За месяц перед тем в другой бутырской камере, полубольничной, я еще только вступил в проход, еще места себе не увидел, - как навстречу мне вышел с предощущением разговора-спора, даже с мольбой о нем - бледно-желтый юноша с еврейской нежностью лица, закутанный, несмотря на лето, в трепанную прострелянную солдатскую шинель: его знобило. Его звали Борис Гаммеров. Он стал меня расспрашивать, разговор покатился одним боком по нашим биографиям, другим по политике. Я, не помню почему, упомянул об одной из молитв уже тогда покойного президента Рузвельта, напечатанной в наших газетах, и оценил как само собой ясное:
- Ну, это, конечно, ханжество.
И вдруг желтоватые брови молодого человека вздрогнули, бледные губы насторожились, он как будто приподнялся и спросил:
- По-че-му? Почему вы не допускаете, что государственный деятель может искренно верить в Бога?
Только всего и было сказано! Но - с какой стороны нападение? Услышать такие слова от рожденного в 1923 году?.. Я мог ему ответить очень уверенными фразами, но уверенность моя в тюрьмах уже шатнулась, а главное живет в нас отдельно от убеждений какое-то чистое чувство, и оно мне осветило, что это я сейчас не убеждение свое проговорил, а это в меня со стороны вложено. И - я не сумел ему возразить. Я только спросил:
- А вы верите в Бога?
- Конечно, - спокойно ответил он.
Конечно? Конечно... Да, да. Комсомольская молодость уже облетает, облетает везде.

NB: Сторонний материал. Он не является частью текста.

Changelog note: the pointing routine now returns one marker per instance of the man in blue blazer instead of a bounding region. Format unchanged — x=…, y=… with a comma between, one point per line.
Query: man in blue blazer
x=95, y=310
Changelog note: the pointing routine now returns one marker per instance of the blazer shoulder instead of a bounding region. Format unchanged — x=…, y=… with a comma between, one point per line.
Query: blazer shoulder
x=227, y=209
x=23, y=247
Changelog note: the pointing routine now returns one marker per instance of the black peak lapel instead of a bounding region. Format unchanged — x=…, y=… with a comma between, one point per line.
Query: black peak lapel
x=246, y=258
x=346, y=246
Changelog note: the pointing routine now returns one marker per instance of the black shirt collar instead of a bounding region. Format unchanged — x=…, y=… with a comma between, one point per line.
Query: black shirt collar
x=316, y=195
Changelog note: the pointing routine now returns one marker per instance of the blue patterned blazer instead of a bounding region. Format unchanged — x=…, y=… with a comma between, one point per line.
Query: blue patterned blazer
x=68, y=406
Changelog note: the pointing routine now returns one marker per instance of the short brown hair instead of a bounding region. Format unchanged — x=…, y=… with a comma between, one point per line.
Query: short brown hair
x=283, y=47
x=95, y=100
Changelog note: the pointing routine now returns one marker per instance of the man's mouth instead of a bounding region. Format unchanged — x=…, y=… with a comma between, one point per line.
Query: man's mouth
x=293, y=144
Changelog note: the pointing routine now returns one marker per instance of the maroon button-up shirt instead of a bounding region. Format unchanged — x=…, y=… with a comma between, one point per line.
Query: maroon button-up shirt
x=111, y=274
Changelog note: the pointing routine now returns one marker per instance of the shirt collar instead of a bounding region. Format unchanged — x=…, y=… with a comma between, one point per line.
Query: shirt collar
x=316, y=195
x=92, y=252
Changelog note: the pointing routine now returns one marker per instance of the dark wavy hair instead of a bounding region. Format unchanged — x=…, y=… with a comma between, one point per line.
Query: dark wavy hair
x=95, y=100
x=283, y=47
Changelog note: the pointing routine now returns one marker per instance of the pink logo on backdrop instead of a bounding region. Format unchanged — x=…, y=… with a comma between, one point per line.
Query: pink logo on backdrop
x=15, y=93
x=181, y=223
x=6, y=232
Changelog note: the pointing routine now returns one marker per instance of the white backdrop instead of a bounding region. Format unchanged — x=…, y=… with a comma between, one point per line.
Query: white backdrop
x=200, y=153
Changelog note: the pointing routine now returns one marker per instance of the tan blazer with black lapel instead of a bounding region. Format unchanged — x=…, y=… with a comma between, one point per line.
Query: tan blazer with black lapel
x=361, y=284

И НКГБ среди первых заметило это.
Несмотря на свою юность Боря Гаммеров уже не только повоевал сержантом-противотанкистом на сорокопятках "прощай, Родина!", но и получил ранение в легкое, до сих пор не залеченное, от этого занялся туберкулезный процесс. Гаммеров был списан из армии инвалидом, поступил на биофак МГУ - и так сплелись в нем две пряжи: одна - от солдатчины, другая - от совсем не глупой и совсем не мертвой студенческой жизни конца войны. Собрался их кружок размышляющих и рассуждающих о будущем (хотя это им не было никем поручено) - и вот оттуда наметанный глаз Органов отличил троих и выхватил. - Отец Гаммерова был забит в тюрьме или расстрелян в 37-м году, и сын рвался на тот же путь. На следствии он с выражением прочел следователю несколько своих стихотворений (я очень жалею, что ни одного из них не запомнил, и не могу теперь сыскать, я бы привел здесь.)
На какие-то месяцы мой путь пересекся со всеми тремя однодельцами: еще в одной бутырской камере я повидал Вячеслава Д. - такие тоже есть всегда, когда сажают молодых людей: он очень ЖЕЛЕЗНЫЙ был в своем кружке, затем поспешно рассыпался на следствии. Он получил меньше их всех - 5 лет и, кажется, втайне очень рассчитывал, что влиятельный папаша выручит его.